In conclusion, we demonstrate how analysis of genome-wide chromatin contacts provides important biological insights into gene regulatory mechanisms during human corticogenesis. We annotate non-coding regulatory elements based on their long-range chromatin contacts to identify hundreds of novel enhancer–promoter interactions during human brain development, relationships that are likely to be relevant to the evolution of human cognition. We also show how tissue-relevant chromatin contacts can be used to inform the biological interpretation of risk variants for a complex genetic disorder, schizophrenia, and in the process, identify several novel candidate genes and pathways that warrant detailed further study. These comparisons illustrate the added power of 3D genome annotation and provide a template for understanding the role of non-coding variation across complex genetic disorders that may involve tissue-specific gene regulation.

Note added in proof: The Common Mind Consortium paper describing the RNA-sequencing data from dorsolateral prefrontal cortex of individuals with schizophrenia and neurotypical controls (http://commonmind.org) was recently published as ref. 31. Consistent with their eQTL results, we detected the interactions of FURIN, TSNARE1, CNTN4, CLCN3, SNAP91 with credible schizophrenia SNPs.

Methods

No statistical methods were used to predetermine sample size.

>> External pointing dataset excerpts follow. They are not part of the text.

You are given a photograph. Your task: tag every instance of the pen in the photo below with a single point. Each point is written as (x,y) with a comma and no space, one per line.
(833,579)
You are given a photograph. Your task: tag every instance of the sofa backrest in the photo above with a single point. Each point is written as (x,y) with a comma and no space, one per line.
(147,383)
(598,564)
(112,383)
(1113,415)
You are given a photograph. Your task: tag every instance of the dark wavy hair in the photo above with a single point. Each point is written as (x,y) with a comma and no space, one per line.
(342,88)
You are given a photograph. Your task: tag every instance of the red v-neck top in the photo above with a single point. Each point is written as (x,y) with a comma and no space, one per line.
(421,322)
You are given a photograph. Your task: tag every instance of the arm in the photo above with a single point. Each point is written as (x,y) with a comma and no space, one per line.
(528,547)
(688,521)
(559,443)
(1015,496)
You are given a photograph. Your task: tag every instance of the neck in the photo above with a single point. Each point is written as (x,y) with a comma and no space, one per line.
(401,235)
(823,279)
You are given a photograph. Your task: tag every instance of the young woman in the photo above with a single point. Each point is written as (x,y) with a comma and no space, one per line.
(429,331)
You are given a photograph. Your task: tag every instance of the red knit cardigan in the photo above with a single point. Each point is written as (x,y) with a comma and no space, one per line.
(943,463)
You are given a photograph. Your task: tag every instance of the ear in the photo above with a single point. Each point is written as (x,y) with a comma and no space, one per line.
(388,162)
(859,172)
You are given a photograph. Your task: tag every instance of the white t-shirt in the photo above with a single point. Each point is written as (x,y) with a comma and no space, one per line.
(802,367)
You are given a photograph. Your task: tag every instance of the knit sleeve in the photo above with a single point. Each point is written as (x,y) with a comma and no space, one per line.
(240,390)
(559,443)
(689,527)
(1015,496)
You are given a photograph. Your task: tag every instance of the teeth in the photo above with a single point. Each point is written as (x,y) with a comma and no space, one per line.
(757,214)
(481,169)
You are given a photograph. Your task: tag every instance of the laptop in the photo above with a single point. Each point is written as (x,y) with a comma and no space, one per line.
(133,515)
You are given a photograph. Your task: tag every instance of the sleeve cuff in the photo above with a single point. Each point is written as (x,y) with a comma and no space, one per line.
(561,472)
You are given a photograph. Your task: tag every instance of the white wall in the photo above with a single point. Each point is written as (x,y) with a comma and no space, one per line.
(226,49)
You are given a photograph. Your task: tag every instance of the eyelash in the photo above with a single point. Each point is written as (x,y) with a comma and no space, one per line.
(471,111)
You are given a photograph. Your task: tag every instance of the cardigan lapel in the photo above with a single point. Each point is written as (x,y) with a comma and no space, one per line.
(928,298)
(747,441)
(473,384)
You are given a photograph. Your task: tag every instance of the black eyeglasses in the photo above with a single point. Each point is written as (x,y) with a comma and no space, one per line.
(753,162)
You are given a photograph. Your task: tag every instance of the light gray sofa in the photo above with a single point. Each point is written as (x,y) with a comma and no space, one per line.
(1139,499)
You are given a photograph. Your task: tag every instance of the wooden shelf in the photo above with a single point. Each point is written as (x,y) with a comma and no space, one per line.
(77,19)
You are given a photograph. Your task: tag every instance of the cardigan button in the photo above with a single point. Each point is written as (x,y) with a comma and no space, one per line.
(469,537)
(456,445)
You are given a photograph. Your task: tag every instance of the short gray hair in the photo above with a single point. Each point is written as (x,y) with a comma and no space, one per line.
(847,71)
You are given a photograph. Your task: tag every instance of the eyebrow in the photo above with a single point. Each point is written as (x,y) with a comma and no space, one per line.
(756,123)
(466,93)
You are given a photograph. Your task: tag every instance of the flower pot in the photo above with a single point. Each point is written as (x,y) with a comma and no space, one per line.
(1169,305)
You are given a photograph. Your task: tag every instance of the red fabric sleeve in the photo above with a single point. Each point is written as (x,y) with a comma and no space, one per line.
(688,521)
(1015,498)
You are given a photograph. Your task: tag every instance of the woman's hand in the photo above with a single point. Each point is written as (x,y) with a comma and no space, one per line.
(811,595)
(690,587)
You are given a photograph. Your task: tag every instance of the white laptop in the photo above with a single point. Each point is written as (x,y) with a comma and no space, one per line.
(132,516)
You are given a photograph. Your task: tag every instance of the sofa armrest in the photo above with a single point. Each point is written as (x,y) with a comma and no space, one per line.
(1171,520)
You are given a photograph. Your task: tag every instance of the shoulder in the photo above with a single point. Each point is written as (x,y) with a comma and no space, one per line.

Fetal brain layer dissection

Human developing cortical tissues were obtained from the UCLA Gene and Cell Therapy Core according to IRB guidelines, and frontoparietal cortex was collected from three individuals at gestation week (GW) 17–18 (one sample from GW17 and two samples from GW18). In cold DMEM/F-12 (ThermoFisher, 11320-033), frontoparietal cortex was first dissected to thin (~1 mm) slices to visualize layers. Under the light-field microscope, cortical slice was dissected to germinal zone (GZ) and cortical plates (CP). GZ contains ventricular zone and subventricular zone, and hence is comprised of proliferating neurons. CP refers to intermediate zone, cortical plate, and marginal zone, which are mainly composed of differentiated and migrating neurons. By dissecting layers from the same individuals, we can compare progenitors to differentiated neurons with the same genotype and minimize inter-sample heterogeneity.

Hi-C

Collected tissue was dissociated with trypsin and cell number was counted. Ten million cells were fixed in 1% formaldehyde for 10 min. Cross-linked DNA was digested by restriction enzyme HindIII (NEB, R0104). Digested chromatin ends were filled and marked with biotin-14-dCTP (ThermoFisher, 19518-018). Resulting blunt-end fragments were ligated under dilute concentration to minimize random intermolecular ligations. DNA purified after crosslinking was reversed by proteinase K (NEB, P8107) treatment. Biotin from unligated ends was removed by exonuclease activity of T4 DNA polymerase (ThermoFisher, 18005). DNA was sheared by sonication (Covaris, M220) and 300–600-bp fragments were selected. Biotin-tagged DNA, which is an intermolecular ligation product, was pulled down with streptavidin beads (Invitrogen, 65001), and ligated with Illumina paired-end adapters. The resulting Hi-C library was amplified by PCR (KAPA Biosystems HiFi HotStart PCR kit, KK2502) with the minimum number of cycles (typically 12–13 cycles), and sequenced by Illumina 50 bp paired-end sequencing. For comparison with non-neuronal cell types, we also used publicly available Hi-C data on human ES cells and IMR90 cells^10,32.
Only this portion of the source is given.